Robotic automation is one of the hottest investment growth areas as seen with the spectacular rise of the Blue Prism (LSE:PRSM) share price which has increased over 1,500% in five years. I called out this share price as unrealistic in September and it has fallen around 40% since then. Most of this fall is due to the weak market but the most hyped shares appear to have been suffering the most.
Worth the hype?
Blue Prism has a very exciting product as indicated by its excellent customer retention with recurring licence revenue making up 93% of its total. Forecast revenue growth is massive, at around 50% for the next couple of years. It has also been beating expectations which I like to see.
However the scale of the upside has attracted a lot of gamblers. At the time of writing, the share price has just gained 10% in one day after losing 10% yesterday. With such high volatility, entering at this stage is tantamount to gambling unless you can realistically assess what the business is worth. The company is releasing a trading update on Tuesday and recently these have been very positive causing surges in the share price.
Last week the chairman announced he was leaving the business to focus on other companies. I find it odd that he would leave if he thought the firm could become one of the biggest in the UK. It’s easy to forget how small this company still is and how much has to go right for it to be worth its current price.
The company is burning through cash to achieve its growth and it’s very difficult to assess how profitable it will become. I can understand the bull case for this share, but I don’t think even the best companies should be bought at any price. Even after this fall the price is still supported by hype which can easily collapse, so I’d stay away.
A good mix?
Fevertree Drinks (LSE:FEVR) has also been on my radar for a while. It has a lot of similar attributes to Blue Prism with rapid international growth, regularly exceeding expectations and an enormous valuation.
But it also offers what I think are exceptional quality metrics. These indicate how effectively it can generate profits on revenues and reinvested capital and are often over looked by new investors but are very important pointers to how quickly a company can grow. Fevertree has an operating margin of 32% and a return on reinvested capital of 44%, which is a powerful cocktail.

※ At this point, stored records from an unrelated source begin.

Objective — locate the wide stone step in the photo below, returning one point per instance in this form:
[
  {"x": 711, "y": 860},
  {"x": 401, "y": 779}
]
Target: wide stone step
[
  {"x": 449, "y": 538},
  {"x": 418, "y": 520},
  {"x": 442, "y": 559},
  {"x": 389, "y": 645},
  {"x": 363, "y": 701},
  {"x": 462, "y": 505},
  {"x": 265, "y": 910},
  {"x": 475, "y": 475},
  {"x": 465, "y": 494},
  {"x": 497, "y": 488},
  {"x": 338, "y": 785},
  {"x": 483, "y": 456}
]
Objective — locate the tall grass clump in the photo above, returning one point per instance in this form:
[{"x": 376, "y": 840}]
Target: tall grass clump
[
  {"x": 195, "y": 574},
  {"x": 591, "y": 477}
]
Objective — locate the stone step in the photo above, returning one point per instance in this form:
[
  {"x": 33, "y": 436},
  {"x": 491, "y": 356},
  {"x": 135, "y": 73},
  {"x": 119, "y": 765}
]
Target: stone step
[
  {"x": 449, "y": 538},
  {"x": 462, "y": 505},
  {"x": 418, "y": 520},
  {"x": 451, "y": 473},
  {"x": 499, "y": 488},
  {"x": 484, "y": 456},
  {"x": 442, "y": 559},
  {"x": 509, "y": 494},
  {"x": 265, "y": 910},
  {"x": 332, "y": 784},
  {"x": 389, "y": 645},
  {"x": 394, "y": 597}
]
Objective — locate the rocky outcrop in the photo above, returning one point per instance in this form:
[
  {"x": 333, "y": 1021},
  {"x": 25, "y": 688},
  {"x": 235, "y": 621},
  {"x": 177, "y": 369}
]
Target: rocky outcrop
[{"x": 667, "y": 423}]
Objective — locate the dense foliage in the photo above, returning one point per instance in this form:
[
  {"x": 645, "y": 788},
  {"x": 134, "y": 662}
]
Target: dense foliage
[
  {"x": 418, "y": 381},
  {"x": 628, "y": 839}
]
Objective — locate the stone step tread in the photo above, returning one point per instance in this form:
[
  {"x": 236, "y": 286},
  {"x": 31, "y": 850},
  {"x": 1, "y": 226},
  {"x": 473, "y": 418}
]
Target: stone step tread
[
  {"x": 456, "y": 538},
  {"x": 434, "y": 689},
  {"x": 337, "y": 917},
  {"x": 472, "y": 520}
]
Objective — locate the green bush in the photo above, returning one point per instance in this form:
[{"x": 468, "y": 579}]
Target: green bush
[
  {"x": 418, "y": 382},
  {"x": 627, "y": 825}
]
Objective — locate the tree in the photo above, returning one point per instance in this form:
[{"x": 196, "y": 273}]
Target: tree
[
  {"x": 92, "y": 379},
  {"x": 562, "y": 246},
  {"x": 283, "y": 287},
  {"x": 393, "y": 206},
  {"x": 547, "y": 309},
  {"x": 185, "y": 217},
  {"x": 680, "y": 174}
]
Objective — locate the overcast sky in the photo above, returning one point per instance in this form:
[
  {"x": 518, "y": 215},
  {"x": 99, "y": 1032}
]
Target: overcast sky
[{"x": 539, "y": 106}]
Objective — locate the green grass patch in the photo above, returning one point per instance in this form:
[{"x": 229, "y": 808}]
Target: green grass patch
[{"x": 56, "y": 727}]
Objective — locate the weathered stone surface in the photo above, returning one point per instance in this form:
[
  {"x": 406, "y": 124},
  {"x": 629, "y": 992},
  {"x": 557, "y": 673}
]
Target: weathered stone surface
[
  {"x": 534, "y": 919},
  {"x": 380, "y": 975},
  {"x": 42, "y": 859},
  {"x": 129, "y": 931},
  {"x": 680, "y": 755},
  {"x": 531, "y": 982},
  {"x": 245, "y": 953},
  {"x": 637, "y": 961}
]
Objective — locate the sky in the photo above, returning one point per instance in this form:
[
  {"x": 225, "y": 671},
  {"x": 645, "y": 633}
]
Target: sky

I particularly like the brand, which I think still has a lot of room to expand in the international market that currently only makes up 44% of its revenue. Its biggest focus has been the UK so far, but the gin trend is an international phenomenon, so there is great opportunity for global growth.
Any mention of Fevertree will include valuation at some point. With a price-to-earnings ratio (P/E) of 47.2, it’s not cheap. But you don’t expect to pay low prices for the best products. Fevertree has frequently traded at a P/E of above 100 and has never traded below 40. We may be in a bear market, which means the old rules will no longer apply but this is a share that I’d like to own, and at this price I’d be tempted to buy.